Pro-Hamas role-playing assignment earns Michigan high school USPIE’s May Millstone Award

With college campuses all over the United States exploding with tent cities, vandalism, anti-Israel demonstrations and anti-Semitic slogans, a Michigan high school thought it would be a good idea to have students script a pro-Hamas side for a debate. A handout from the class says, “You will be playing the role of a pro-Hamas student debate organizer for a medium-sized college in the U.S.”

“This one wasn’t even close,” says Sheri Few, president of United States Parents Involved in Education (USPIE). “They were asking students to make arguments on behalf of a terrorist group. When you see Jewish college students afraid to attend classes, and lawless protesters taking over buildings and wrecking the end of the school year, it takes a special kind of tone deafness to ask teens to identify with pro-Hamas demonstrators.”

A leader in the fight to defend parental rights and government removal from education, USPIE awards the May “Millstone of the Month Award” to Sandy Creek High School in Sandy Creek, Michigan. The Millstone of the Month Award is given to the person or organization involved in government schools who has committed the most egregious acts against children.

“This kind of thing illustrates how indoctrination at an impressionable age leads to anarchy, as shown through what is happening on college campuses today. If this is how government schools are preparing children for higher education, they will never be safe and education will never be restored to its roots,” Few said.

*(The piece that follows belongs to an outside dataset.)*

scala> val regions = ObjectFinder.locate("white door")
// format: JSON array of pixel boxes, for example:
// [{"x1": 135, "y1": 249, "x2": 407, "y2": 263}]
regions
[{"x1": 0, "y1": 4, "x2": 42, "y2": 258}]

A student’s mother told a news outlet that a history instructor not only required students to defend the terrorist group but also turned down a request from her daughter to portray a pro-Israel student, according to the mother’s account.

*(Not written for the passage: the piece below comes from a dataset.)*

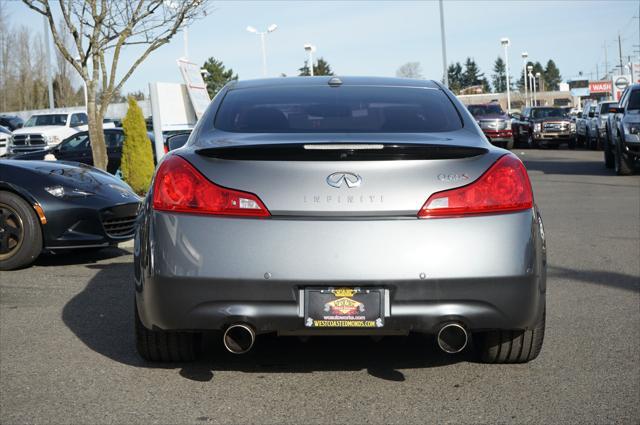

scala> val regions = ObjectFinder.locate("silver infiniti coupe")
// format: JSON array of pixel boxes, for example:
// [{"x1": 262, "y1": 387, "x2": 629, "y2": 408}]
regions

The mother said she was also concerned about the age-appropriateness of such an assignment. “I mean a 14- and 15-year-old child we should never put them in a situation where they should be sympathizing with a terrorist organization’s mentality,” she told the news outlet.

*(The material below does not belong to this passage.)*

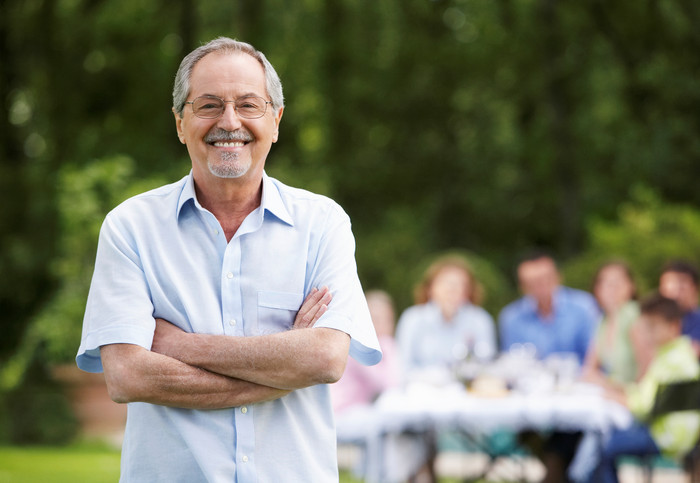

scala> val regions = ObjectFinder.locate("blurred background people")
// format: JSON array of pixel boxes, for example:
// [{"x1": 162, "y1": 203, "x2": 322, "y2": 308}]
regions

Rep. Jamie Greene (R-Richmond) also told The Midwesterner that the assignment was inappropriate for students of an impressionable age.

“Schools should be focused on education, not politics,” Greene said. “Students should never be forced to advocate for beliefs that go against their conscience, especially on sensitive topics like religion or terrorism. Let’s get back to the basics of education: reading, writing, and arithmetic.”

United States Parents Involved in Education (USPIE) is a nonprofit, nationwide coalition that seeks to return education to its proper local roots and restore parental authority over their children’s education by helping parents and local communities to escape federal and other national influences. It is the vision of USPIE to create a culture where parents, empowered with the authority to choose what and how their children learn, are the undisputed primary educators of their children, where local schools operate in support of families, and where education is unencumbered by federal mandates.